Quick, name the most frequently asked questions among professional services firm leaders these days? Here, I’ll give one to you with a few details changed to protect the guilty:
We have 15 different lines of business but our clients buy, on average, services from 1.7 lines. If we just moved that number to three or four lines per client, it would make a huge difference in our growth numbers.
Yes, we would all love it if our clients bought every service we have on the website (or glossy brochure if you have that kind of firm). And yes, most of our clients would actually benefit from our excellent services. So, assuming our services are high quality, our clients need them, and they know someone from our firm, why doesn’t the cross-selling connection happen more often?
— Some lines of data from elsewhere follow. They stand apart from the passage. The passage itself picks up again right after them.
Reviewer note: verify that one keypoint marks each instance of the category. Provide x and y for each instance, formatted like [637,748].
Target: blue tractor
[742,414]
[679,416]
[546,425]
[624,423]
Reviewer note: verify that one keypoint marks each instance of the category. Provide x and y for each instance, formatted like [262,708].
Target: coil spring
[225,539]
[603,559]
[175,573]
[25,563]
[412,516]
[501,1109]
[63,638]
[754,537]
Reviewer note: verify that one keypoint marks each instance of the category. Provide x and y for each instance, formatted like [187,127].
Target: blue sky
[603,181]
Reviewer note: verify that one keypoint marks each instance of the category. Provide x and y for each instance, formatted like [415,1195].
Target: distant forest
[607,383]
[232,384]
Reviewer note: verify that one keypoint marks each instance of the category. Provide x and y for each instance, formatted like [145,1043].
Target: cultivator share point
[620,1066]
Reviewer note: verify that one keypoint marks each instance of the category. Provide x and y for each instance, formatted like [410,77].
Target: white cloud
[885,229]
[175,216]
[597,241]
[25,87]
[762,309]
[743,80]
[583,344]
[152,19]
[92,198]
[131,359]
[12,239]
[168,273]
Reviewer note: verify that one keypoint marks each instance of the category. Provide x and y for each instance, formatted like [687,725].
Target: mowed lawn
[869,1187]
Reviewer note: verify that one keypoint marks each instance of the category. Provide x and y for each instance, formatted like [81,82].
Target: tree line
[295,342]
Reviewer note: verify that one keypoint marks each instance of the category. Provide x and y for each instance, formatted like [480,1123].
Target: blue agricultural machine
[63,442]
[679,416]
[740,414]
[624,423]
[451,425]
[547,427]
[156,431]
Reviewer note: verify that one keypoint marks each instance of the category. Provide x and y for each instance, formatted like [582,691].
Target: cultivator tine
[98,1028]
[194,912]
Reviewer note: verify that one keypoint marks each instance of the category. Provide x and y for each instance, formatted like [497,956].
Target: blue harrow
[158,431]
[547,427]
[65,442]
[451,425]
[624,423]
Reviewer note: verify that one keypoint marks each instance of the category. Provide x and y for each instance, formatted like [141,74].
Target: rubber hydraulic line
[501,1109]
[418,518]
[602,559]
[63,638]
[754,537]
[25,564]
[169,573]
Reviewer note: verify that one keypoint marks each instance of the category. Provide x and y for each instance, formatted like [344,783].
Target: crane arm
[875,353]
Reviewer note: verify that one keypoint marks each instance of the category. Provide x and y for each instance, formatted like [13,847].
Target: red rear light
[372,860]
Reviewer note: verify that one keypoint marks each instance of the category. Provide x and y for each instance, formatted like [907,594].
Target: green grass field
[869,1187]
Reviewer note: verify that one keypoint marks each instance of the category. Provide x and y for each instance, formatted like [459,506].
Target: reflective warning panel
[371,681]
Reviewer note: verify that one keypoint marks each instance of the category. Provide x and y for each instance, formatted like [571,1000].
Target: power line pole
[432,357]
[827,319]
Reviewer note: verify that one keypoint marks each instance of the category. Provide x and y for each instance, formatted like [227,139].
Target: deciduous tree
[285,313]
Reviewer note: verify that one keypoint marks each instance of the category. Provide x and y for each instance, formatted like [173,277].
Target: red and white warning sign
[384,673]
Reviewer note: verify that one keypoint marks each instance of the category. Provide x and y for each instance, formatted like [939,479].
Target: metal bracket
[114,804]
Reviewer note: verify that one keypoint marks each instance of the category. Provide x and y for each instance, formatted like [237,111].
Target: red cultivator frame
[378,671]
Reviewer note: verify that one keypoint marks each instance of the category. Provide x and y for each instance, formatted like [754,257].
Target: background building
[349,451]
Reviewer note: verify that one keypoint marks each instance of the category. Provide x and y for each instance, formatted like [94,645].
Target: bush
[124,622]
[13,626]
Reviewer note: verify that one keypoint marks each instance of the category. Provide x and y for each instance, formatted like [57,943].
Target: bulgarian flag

I think it’s probably a more complicated answer than it may appear on the surface, but one thing I hear when I ask firm leaders about this challenge goes like this: Our practitioners are specialists in a certain kind of technical work. They don’t naturally interact with people who buy those other services.
This automatically makes me wonder if our wonderfully talented people are showing up to client sites with a technical specialist mindset instead of a problem-solver mindset. In other words, are they just looking for more nails to hammer instead of stepping back for a minute and asking themselves, “What is my client trying to build?” And of course, the next natural question, “How could my friends and colleagues (i.e. my firm) help them build that besides hammering in these nails?”
Yes, I know individual metrics (tracking only my hours/revenue/credit) and organizational politics get in the way here too. But if we really say that we’re professionals, bound and determined to do right by our clients (partly because we know that doing right by them will eventually be a credit to us), wouldn’t asking these simple questions of ourselves provoke at least occasional improvement in our clients’ cross-buying habits?